01 -
First things first, get a big pot of water boiling for your pasta. Make sure to generously salt the water – it’s your only chance to season the pasta itself, and honestly, this is where I always forget to salt the water enough! Once it’s boiling, toss in your pasta. About 3-4 minutes before the pasta is al dente, add the broccoli florets to the same pot. They’ll cook together, saving you a pan. Drain everything, but remember to scoop out about a cup of that starchy pasta water before you do!
02 -
While your pasta is doing its thing, melt the butter in a large skillet or Dutch oven over medium heat. Once it’s shimmering, toss in your minced garlic. Oh, the smell! It’s one of those kitchen moments that just makes everything feel right. Sauté it for about 60 seconds, just until it's fragrant but not browned – burnt garlic is a sad, bitter thing, and I’ve definitely made that mistake before. Keep it moving, friend, you don't want to ruin your Creamy Chicken Broccoli Pasta from the start.
03 -
Now, sprinkle the flour over the garlic and butter. Stir it constantly for about a minute, creating a paste. This is your roux, the magical base for our creamy sauce! It might look a little clumpy at first, but keep stirring. It should smell slightly nutty, not burnt. This step is crucial for thickening, so don’t rush it. I remember trying to rush this once, and the sauce was watery. Never again!
04 -
Gradually whisk in the whole milk and chicken broth, a little at a time, making sure to smooth out any lumps as you go. This takes a bit of patience, but it's worth it for a velvety sauce. Bring it to a gentle simmer, whisking occasionally, until the sauce starts to thicken up nicely. You'll see it coating the back of your spoon. This is where the magic really starts to happen for your Creamy Chicken Broccoli Pasta!
05 -
Once the sauce is thick, stir in the shredded rotisserie chicken, a good handful of Parmesan cheese, salt, pepper, and those optional red pepper flakes. Give it a good stir to combine all those wonderful flavors.
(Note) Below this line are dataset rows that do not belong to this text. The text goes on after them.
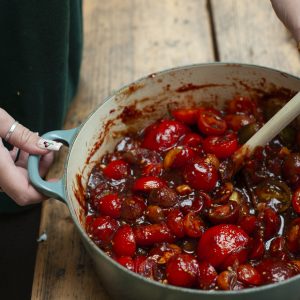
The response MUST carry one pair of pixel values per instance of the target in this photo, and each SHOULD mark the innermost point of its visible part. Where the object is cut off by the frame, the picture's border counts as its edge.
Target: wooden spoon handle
(265, 134)
(273, 127)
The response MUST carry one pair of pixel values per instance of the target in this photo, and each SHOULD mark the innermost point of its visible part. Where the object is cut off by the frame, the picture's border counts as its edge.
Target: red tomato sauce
(167, 204)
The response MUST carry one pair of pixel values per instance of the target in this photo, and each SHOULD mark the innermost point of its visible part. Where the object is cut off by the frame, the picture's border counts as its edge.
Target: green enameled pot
(131, 108)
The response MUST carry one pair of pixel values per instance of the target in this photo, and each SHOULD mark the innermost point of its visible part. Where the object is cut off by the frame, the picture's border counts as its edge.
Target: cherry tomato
(154, 214)
(256, 249)
(110, 205)
(207, 276)
(275, 270)
(123, 242)
(116, 169)
(147, 235)
(293, 236)
(221, 242)
(278, 248)
(270, 222)
(182, 270)
(248, 275)
(187, 116)
(200, 175)
(296, 201)
(221, 146)
(126, 261)
(164, 136)
(210, 123)
(152, 170)
(193, 225)
(191, 139)
(175, 222)
(147, 183)
(132, 208)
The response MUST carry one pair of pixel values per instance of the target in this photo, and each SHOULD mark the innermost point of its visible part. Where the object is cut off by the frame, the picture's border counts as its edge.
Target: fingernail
(49, 144)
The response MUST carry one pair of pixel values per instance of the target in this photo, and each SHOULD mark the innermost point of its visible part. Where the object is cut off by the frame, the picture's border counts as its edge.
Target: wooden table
(127, 39)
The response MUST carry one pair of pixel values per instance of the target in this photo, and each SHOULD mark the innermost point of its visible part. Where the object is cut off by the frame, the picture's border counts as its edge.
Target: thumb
(18, 135)
(288, 12)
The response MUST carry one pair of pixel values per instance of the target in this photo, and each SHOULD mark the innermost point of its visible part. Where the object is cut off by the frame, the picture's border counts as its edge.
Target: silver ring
(11, 131)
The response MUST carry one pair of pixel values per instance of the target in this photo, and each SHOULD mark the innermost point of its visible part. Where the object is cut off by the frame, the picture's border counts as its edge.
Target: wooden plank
(124, 39)
(250, 32)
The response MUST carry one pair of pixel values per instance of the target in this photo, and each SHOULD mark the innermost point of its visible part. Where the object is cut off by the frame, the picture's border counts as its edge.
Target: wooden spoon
(273, 127)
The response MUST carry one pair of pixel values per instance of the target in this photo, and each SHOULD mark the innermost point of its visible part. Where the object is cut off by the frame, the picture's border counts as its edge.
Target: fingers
(14, 181)
(288, 12)
(21, 137)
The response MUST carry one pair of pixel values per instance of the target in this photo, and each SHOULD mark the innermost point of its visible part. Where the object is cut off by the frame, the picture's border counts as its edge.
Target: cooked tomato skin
(168, 204)
(211, 123)
(221, 146)
(201, 175)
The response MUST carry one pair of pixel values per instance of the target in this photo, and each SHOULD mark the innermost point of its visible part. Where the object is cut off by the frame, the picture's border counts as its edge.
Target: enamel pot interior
(133, 108)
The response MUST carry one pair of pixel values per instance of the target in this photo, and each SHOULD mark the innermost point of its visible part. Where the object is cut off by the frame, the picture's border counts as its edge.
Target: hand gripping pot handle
(50, 189)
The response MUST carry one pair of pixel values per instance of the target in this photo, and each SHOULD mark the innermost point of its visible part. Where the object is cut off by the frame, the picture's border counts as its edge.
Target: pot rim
(113, 262)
If the sauce seems a little too thick, add a splash or two of that reserved pasta water until it reaches your desired consistency. I always taste it here and adjust seasonings; sometimes it needs a little more salt, sometimes a little more pepper. Trust your taste buds!
06 -
Finally, add the cooked pasta and broccoli to the skillet with the sauce. Gently toss everything together until the pasta and broccoli are completely coated in that glorious, creamy sauce. The smell at this point is just incredible – garlicky, cheesy, comforting! Serve immediately, garnished with a sprinkle of fresh parsley and a little more Parmesan, if you're feeling extra. This Creamy Chicken Broccoli Pasta is best enjoyed right away, warm and inviting.